# Anybody know how to Fast Forward or Rewind?



## Swampassjr (Mar 25, 2012)

Sounds incredibly stupid, but for the non-pioneer system, i can't find those buttons anywhere. Anyone know how to do it?


----------



## Swampassjr (Mar 25, 2012)

my car before this was a 2007 G6, and that had one? 

Yes, believe it or not i still use CD's as a source of music.


----------



## Patman (May 7, 2011)

Press the double << or >> depending on if you want to go forward or backwards. The button should stay down and if you want to stop it, press the other button. If that doesn't work, there is this thing called google search. Good luck.


----------



## obermd (Mar 3, 2012)

If you press and hold the skip buttons they will fast forward/reverse through a song.


----------



## 115 (Nov 12, 2010)

obermd has it right. Press and hold the next/prev buttons.


----------



## obermd (Mar 3, 2012)

The press and hold works with both CDs and music on a USB memory stick.


----------



## Swampassjr (Mar 25, 2012)

i tried holding the skip buttons, but then it just skipped to different songs really fast


----------



## Cruze572 (Dec 20, 2011)

Swampassjr said:


> i tried holding the skip buttons, but then it just skipped to different songs really fast


Ya mine does the same thing its really annoying. I have always been able to fast forward by holding the skip buttons but for some reason my cruze doesnt, thought it was just me.


----------



## Swampassjr (Mar 25, 2012)

Cruze572 said:


> Ya mine does the same thing its really annoying. I have always been able to fast forward by holding the skip buttons but for some reason my cruze doesnt, thought it was just me.
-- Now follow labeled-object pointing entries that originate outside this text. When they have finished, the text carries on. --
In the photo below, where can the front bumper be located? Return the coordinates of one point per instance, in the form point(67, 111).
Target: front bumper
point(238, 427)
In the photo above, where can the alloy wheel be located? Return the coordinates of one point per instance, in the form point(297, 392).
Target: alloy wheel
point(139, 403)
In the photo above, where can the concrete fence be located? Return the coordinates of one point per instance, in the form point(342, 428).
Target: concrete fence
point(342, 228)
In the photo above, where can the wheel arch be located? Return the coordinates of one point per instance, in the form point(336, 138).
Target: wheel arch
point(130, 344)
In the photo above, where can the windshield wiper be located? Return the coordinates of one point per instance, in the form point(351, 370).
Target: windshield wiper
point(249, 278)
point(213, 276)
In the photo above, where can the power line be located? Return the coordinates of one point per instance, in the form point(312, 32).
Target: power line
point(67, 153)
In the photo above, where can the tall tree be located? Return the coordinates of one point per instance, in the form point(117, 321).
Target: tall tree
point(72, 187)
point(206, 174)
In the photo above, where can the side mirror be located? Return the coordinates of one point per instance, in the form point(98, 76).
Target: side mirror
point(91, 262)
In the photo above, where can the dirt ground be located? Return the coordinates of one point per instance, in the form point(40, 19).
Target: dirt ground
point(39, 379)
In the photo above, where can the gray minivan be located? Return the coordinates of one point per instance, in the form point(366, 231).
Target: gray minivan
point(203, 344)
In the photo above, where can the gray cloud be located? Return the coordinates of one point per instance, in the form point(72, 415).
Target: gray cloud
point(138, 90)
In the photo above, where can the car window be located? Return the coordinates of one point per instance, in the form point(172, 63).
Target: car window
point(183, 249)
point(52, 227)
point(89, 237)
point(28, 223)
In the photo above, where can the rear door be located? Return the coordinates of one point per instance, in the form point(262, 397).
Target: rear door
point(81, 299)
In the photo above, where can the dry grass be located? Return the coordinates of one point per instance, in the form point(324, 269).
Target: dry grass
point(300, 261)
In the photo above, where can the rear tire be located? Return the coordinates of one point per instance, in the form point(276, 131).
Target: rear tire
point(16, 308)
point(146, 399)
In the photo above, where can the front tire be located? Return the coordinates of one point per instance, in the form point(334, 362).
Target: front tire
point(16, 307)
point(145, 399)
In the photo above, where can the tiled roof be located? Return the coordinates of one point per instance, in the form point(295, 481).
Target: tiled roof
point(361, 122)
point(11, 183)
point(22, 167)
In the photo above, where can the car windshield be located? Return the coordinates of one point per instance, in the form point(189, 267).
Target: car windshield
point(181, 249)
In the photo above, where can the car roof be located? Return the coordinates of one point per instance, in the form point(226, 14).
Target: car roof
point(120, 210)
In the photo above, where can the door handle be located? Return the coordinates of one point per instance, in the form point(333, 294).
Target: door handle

I just tried doing it again last night and it worked.No idea why it decided to this time


----------



## Cruze572 (Dec 20, 2011)

Swampassjr said:


> I just tried doing it again last night and it worked.No idea why it decided to this time


Occasionally it will work but most of the time mine doesnt


----------



## 115 (Nov 12, 2010)

Yeah it's a pretty cheap button. Sometimes it will work, other times it will fast forward and then skip track. If you keep your finger still it should help.


----------